Wednesday evening the Boston Red Sox and Houston Astros thrilled the baseball world with a great baseball game that went back and forth and came down to a couple of inches of Andrew Benintendi’s glove in the bottom of the 9th inning. Yet after the game – the conversation that dominated wasn’t about the harrowing 9th inning, or the great throw by Mookie Betts in the 8th inning, or the firepower exhibited by dueling home run hitters and a small defensive-minded outfielder, but an anticipated catch that didn’t happen.
Jose Altuve, the defending American League MVP thought he had tied the game at 2 in the bottom of the 1st inning. The ball went back, back, back – and then umpire Joe West immediately called fan interference. Jose Altuve was out and the Astros would not score in the inning. They ended up losing 8-6, with the two run margin being the difference in the game.
Fan and team debates began immediately. This was no “super obvious” instance like the 1996 Jeffrey Maier debacle that changed baseball history(author’s opinion) where the fan obviously reached INTO the field of play. This was no Steve Bartman either, where Moises Alou stood near stationary next to the stands and reached into the stands only to be thwarted by fans hands in an interference that was not called.
This would’ve been a tremendous home run saving jumping catch by Mookie Betts. For me, it conjured up the image of Endy Chavez in Game 7 of the 2006 NLCS, a play I’ve gone into more detail here.
Mookie has been known to make these plays, once even with some fan help.
A lot of people have now become baseball rules experts and point to this part in the baseball rule book:
MLB Rule 3.16, “When there is spectator interference with any thrown or batted ball, the ball shall be dead at the moment of interference and the umpire shall impose such penalties as in his opinion will nullify the act of interference…no interference shall be allowed when a fielder reaches over a fence, railing, rope or into a stand to catch a ball. He does so at his own risk. However, should a spectator reach out on the playing field side of such fence, railing or rope, and plainly prevent the fielder from catching the ball, then the batsman should be called out for the spectator’s interference.”
The question of course is if Betts was going to make this catch. Astros Manager AJ Hinch explained after the game: “We assume — and you can assume a lot with Mookie because he’s an incredible athlete — we assume he’s going to make this spectacular catch, jumping as high as he can into the crowd.”.
Umpire Joe West – who has been around since 1976 and managed more season than any other umpire in history – made the call.

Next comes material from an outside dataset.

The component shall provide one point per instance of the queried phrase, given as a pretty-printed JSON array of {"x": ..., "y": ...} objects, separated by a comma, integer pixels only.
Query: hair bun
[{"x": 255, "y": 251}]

He maintained that Betts glove didn’t actually leave the playing field. “Cowboy Joe” can be controversial when he tries to maintain his own sense of baseball law order like calling out pine tar on Steve Howe in a 1988 playoff game, throwing a pitcher to the ground to break up a fight, and grabbing Jonathan Papelbon by the jersey after Papelbon grabbed his crotch in a gesture to fans and likely stating “Listen here Sonny. We don’t do that here.”. While some don’t like him, Angel Hernandez he is not.
In the end – I agree with this call and the decision that was made. Yes – it would have been a spectacular catch – but the fan needs to let the ball play on its own as counter-instinctual as that is – or perhaps there needs to be more of a barrier in the stadium. We pay the money to see the players play – not the fans.
Of course – had the Astros won the game, this would ultimately not be a big deal. But they didn’t, and now the defending champions are down 3-1 in the American League Championship Series and know they will have to win two in a row in Boston after winning Game 5 tonight in Houston. They nearly came back in this one, with their best hitter coming up with the bases loaded and two outs in the 9th, but a terrific diving catch by Red Sox left fielder Andrew Benintendi ending the game. If there is one side of one ballpark in baseball that doesn’t worry about fan interference it is the Green Monster in Fenway Park. In the end the biggest robbery of this play was robbing us fans of one of the greatest catches we will never actually see.